The world is full of dangers and risks; this is a given. Much of life is devoted to managing risk and fending off danger, be it by buckling your safety belt religiously or by contributing faithfully to your company’s 401k plan (Footnote# 1). We seek safety in other ways as well, often by joining with groups of like-minded individuals where shared values create the reasonable expectation we will be treated fairly.
Wise leaders create cultures that give a sense of safety, a belief that the organization will treat people fairly and with respect. And by people, I mean ALL people: customers, team members, vendors, investors indeed the community at large (Footnote #2). “By creating a Circle of Safety, leaders reduce the threats people feel which frees them up to focus time and energy to protect the organization and seize the big opportunities” (paraphrased from “Leaders Eat Last” by Simon Sinek, also author of “Start with Why: How Great Leaders Inspire Everyone to Take Action”).
While there is often opportunity for the short sighted to go for a quick buck at the expense of ethics, in the long term there is no doubt that treating people fairly and with respect is good business. But beyond being good business, to act any other way is to deny our basic humanity.

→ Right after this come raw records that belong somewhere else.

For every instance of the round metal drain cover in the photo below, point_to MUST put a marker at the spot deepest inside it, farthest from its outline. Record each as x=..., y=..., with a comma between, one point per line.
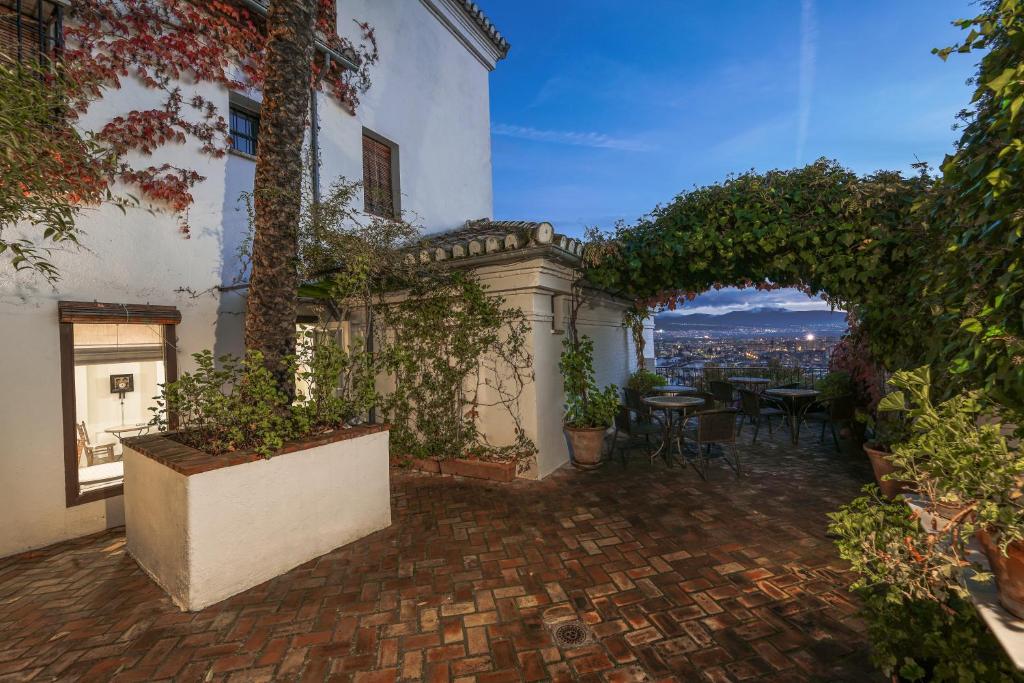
x=571, y=634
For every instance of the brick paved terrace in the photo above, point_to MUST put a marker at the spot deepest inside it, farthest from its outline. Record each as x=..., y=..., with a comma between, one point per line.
x=674, y=579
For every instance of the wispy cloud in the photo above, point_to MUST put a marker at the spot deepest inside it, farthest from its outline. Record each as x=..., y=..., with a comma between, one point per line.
x=808, y=59
x=578, y=138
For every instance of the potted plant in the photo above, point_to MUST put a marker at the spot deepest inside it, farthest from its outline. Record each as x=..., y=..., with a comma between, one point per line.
x=920, y=619
x=837, y=384
x=240, y=469
x=967, y=474
x=643, y=381
x=885, y=432
x=589, y=411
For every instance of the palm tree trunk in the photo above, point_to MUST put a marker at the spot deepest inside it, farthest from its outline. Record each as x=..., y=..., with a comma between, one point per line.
x=270, y=308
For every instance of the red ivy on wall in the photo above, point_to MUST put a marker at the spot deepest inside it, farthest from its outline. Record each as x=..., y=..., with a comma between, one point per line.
x=169, y=45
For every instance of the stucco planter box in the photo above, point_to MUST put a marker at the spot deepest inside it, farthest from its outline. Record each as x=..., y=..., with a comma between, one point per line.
x=429, y=465
x=206, y=527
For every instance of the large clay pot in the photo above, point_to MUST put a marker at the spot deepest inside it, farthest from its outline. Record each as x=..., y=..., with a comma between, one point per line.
x=882, y=466
x=1009, y=570
x=586, y=445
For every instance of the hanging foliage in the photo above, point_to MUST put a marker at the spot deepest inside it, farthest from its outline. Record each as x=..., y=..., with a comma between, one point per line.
x=977, y=285
x=853, y=240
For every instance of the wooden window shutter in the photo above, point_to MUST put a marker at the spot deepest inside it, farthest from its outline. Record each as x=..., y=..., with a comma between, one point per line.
x=18, y=39
x=377, y=190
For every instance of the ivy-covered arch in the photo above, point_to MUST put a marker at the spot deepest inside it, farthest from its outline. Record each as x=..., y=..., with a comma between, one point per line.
x=822, y=228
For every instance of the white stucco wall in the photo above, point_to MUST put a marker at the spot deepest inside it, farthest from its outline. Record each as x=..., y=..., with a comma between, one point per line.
x=207, y=537
x=530, y=286
x=429, y=96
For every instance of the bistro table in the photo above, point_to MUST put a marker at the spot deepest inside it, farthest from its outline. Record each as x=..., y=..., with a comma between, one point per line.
x=795, y=402
x=674, y=389
x=673, y=428
x=756, y=384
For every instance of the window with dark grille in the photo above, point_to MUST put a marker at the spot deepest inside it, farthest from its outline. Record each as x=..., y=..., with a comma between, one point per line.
x=31, y=30
x=378, y=177
x=244, y=130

Fairness and respect are ethical and moral imperatives that are fundamental to living happy, contented lives. For what doeth it profit a man if he gain the whole world but lose his own soul?
“My philosophy of life is simple. When I do good; I feel good. When I do badly; I feel bad. I prefer to feel good.” – Nathan S. Collier
Hopefully your 401k plan has a generous match; I’m proud to say The Collier Companies is unusually high at 75%.
Foot note #2:
Since balance is key, being fair does not mean you roll over and give away the store to a customer or anyone; that is not not treating others, your investors or creditors fairly. Nor is it fair to give to one customer what one cannot give to all and still stay in business.